Dear Christians, for 1400 years now, you've been in a position of considerable power in this country. You have schools dedicated to your faith, our national holidays are based around your festivals, you have unelected representatives in our upper house of parliament and even our head of state is also the supreme governor of your largest denomination. It's strange then that you feel like you are persecuted. Ultimately, religion is a free choice. Yes, you may have been born into the culture or you may have had your head turned later in life and feel like it's your calling but you choose to uphold these beliefs. You could quite legitimately decide one day to become a Jew or a Muslim or even an atheist.
Imagine you don't have that choice. Imagine that you were born into Christianity and even if you wanted to, even if you tried and struggled to change, it was impossible. So you accept this. You're happy being a Christian actually. You're proud, maybe, just a little.

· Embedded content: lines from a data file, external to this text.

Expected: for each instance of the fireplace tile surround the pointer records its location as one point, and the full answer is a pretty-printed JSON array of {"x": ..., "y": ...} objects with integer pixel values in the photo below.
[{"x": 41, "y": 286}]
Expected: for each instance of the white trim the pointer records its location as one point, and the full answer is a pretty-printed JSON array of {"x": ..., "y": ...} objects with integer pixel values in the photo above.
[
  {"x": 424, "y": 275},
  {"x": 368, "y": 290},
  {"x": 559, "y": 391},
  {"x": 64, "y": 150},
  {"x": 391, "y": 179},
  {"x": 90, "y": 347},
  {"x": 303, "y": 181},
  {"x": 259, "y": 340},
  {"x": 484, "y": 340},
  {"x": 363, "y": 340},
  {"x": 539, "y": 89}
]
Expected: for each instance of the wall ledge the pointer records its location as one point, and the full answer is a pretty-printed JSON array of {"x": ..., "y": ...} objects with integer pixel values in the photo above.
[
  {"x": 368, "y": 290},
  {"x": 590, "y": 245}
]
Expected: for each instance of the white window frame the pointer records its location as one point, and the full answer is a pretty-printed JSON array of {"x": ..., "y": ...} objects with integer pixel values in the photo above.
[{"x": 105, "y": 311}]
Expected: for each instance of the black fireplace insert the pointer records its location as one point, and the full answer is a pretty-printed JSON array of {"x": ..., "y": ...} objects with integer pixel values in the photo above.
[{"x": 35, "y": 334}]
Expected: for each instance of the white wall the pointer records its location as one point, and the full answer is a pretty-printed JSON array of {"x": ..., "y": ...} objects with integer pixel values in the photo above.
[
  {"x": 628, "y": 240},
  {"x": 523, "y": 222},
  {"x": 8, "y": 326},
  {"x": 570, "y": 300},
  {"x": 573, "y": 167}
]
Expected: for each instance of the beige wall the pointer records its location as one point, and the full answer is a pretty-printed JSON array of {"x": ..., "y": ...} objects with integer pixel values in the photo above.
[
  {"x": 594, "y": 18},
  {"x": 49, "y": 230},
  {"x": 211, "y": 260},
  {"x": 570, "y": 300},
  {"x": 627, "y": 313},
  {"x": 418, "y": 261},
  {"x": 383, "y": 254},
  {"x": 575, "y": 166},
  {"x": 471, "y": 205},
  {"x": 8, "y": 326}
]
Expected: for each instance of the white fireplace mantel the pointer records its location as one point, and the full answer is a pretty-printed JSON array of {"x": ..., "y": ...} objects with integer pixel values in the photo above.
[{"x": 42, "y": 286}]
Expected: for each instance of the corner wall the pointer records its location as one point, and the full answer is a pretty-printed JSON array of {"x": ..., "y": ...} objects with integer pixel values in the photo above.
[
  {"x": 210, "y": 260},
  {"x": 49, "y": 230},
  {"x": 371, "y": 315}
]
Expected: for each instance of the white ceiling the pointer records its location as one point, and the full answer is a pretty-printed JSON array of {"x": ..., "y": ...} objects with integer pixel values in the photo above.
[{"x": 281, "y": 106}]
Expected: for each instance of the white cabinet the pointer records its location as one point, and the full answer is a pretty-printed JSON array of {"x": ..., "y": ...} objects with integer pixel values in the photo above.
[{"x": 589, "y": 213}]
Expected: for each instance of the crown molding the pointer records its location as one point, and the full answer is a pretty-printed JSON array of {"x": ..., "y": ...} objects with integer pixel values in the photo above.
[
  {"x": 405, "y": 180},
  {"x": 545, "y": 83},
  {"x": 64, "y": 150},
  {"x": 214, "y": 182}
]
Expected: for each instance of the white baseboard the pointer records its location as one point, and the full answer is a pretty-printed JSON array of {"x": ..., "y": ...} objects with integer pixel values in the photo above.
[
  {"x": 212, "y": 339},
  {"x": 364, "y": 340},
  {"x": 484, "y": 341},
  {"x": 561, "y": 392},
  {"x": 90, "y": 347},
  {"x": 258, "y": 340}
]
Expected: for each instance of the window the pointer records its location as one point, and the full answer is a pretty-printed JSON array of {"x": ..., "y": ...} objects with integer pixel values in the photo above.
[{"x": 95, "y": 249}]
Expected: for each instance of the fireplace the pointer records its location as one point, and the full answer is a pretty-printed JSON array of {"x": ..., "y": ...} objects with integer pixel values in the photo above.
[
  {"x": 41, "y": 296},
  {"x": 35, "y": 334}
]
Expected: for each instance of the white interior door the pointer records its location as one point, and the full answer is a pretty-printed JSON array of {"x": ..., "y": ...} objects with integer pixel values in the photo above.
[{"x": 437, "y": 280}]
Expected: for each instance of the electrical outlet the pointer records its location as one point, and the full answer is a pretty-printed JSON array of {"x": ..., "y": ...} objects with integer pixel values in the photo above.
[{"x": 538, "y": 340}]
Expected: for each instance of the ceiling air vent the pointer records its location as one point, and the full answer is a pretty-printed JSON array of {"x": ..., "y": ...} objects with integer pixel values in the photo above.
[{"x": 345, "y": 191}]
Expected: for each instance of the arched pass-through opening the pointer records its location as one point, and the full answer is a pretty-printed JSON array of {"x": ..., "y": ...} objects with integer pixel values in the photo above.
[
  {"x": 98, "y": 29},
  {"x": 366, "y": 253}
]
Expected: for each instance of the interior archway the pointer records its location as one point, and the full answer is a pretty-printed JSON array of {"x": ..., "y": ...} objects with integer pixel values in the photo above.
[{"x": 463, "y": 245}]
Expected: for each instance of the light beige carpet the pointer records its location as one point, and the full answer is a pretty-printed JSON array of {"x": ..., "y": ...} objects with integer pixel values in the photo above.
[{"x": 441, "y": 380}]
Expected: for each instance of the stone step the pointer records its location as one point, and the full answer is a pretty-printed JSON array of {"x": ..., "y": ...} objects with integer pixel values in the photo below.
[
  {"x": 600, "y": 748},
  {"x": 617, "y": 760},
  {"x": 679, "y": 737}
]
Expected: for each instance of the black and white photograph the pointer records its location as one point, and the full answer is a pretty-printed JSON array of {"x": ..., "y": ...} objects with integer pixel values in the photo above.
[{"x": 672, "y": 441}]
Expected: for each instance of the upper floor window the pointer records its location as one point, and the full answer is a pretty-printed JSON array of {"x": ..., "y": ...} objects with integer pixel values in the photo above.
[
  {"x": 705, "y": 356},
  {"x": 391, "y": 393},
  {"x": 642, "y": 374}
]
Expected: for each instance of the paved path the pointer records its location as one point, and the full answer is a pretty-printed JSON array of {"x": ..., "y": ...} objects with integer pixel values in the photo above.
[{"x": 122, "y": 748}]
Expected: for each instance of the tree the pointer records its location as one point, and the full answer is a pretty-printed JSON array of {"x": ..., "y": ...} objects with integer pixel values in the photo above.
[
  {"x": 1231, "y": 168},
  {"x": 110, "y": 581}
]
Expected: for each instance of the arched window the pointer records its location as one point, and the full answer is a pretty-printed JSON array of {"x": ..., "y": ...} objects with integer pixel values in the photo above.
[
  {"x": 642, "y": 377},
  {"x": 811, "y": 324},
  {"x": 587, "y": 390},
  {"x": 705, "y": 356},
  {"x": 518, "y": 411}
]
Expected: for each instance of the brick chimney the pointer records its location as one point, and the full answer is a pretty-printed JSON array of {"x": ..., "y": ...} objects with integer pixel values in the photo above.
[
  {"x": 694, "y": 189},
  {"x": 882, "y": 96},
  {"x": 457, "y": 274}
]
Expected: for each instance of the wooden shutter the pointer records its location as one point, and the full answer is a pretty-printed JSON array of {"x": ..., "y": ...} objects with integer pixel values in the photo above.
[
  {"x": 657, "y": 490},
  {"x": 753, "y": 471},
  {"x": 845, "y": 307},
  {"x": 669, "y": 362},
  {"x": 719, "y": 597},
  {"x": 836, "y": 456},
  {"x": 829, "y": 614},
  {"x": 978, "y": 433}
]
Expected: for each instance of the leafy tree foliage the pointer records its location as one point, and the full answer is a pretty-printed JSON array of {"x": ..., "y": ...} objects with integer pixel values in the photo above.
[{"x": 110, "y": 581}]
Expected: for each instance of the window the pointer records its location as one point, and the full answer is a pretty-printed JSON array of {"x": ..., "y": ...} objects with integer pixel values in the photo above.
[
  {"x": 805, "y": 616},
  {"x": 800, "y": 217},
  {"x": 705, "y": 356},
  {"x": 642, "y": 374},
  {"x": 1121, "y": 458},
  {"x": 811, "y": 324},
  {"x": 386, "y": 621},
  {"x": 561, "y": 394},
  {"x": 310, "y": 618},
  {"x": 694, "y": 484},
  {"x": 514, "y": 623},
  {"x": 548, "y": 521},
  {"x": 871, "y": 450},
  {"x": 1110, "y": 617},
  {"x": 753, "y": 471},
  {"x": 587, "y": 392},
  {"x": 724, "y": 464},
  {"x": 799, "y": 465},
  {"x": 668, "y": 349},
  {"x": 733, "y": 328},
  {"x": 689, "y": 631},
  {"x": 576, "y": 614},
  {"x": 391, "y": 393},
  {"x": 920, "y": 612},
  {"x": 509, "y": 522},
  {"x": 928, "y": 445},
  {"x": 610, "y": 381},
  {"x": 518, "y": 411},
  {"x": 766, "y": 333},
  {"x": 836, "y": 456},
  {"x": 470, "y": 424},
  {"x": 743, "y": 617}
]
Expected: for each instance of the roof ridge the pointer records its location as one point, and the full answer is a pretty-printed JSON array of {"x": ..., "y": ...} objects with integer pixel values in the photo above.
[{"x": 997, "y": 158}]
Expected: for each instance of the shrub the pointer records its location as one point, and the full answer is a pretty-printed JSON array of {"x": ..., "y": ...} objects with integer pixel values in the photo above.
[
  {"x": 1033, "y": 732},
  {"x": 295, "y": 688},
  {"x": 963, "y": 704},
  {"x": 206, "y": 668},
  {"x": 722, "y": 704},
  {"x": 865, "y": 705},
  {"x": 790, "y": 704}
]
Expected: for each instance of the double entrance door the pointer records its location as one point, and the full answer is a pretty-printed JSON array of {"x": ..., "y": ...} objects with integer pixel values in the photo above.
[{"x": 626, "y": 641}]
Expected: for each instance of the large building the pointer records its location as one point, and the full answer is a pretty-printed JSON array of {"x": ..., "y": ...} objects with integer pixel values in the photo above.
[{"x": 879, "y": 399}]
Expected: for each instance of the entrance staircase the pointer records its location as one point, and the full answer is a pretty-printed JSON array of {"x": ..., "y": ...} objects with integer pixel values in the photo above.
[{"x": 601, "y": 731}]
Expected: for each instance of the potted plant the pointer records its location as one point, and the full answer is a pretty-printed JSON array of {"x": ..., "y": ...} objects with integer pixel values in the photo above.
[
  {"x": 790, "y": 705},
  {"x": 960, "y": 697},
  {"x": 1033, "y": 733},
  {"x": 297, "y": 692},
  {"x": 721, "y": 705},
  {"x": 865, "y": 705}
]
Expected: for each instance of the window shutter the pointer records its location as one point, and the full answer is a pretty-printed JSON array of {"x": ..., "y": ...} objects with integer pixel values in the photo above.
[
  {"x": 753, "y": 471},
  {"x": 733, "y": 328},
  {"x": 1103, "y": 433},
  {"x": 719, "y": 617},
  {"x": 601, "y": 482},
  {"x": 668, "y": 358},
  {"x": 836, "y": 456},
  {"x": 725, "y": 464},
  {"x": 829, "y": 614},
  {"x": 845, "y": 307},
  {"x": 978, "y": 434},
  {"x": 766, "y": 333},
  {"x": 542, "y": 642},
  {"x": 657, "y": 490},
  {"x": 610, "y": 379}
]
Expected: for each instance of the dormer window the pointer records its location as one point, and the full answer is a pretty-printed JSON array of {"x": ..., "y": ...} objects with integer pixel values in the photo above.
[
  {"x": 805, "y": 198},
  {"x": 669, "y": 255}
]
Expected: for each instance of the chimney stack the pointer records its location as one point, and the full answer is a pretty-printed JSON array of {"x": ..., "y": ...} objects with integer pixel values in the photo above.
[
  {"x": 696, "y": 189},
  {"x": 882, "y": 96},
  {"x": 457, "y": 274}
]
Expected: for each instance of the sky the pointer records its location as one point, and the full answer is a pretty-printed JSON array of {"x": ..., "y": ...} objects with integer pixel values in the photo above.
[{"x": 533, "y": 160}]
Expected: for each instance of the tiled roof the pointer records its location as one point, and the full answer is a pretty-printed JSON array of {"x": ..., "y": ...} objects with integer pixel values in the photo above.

But there's this huge sector of society who have been in power for around, say, 1400 years and they have a book that was written 2000 years ago in a land far away and, for some inexplicable reason that even they've forgotten, this book says you are evil, unnatural and perverse, that this thing about you that you can't (and don't want to) change was thrust upon you by the devil in order to tempt people away from the truth. The book also says other things like everyone is free to take slaves from neighbouring countries, that people who work on the Sabbath should be put to death, and that you can’t eat shellfish for whatever reason, but they all seem to ignore these rules and only focus on Christians. On top of all this, imagine that these people had colluded together and made it so that you were not free to marry other Christians, that you couldn't be seen in public with other Christians and that it was actually illegal for you to even exist, and that at one point, 200 years ago, you would have been executed for it.
Now imagine that over the last 50 years, the country, bit by bit, started to make Christianity legal. Some areas were more accepting than others. Across the Irish Sea, they only legalised it in 1993. Very slowly, you feel like your rights, the rights you’ve deserved for the last 1400 years and the rights that the people in power have always had, are returned to you. You may still get glares and horrible comments. You may even get attacked in the street by someone you’ve never met before. But at least you’re legitimate. Do you think you would be glad to be alive? Do you think would want to share everything you’ve been thinking and feeling with others? Do you think you would want to meet, date and fall in love with other Christians and maybe even one day, get married? And do you think you would feel that your people had been persecuted for 1400 years?
So how do you think gays in Northern Ireland feel when they can’t have a cake made for them? How do you think gays in the Republic felt when they went to the polls to try and obtain the same rights as the people in power? How do you think gays everywhere feel when not only do colleagues express their bigotry to their faces but are actually vindicated in a tribunal? If you ask me, I’d say “persecuted”.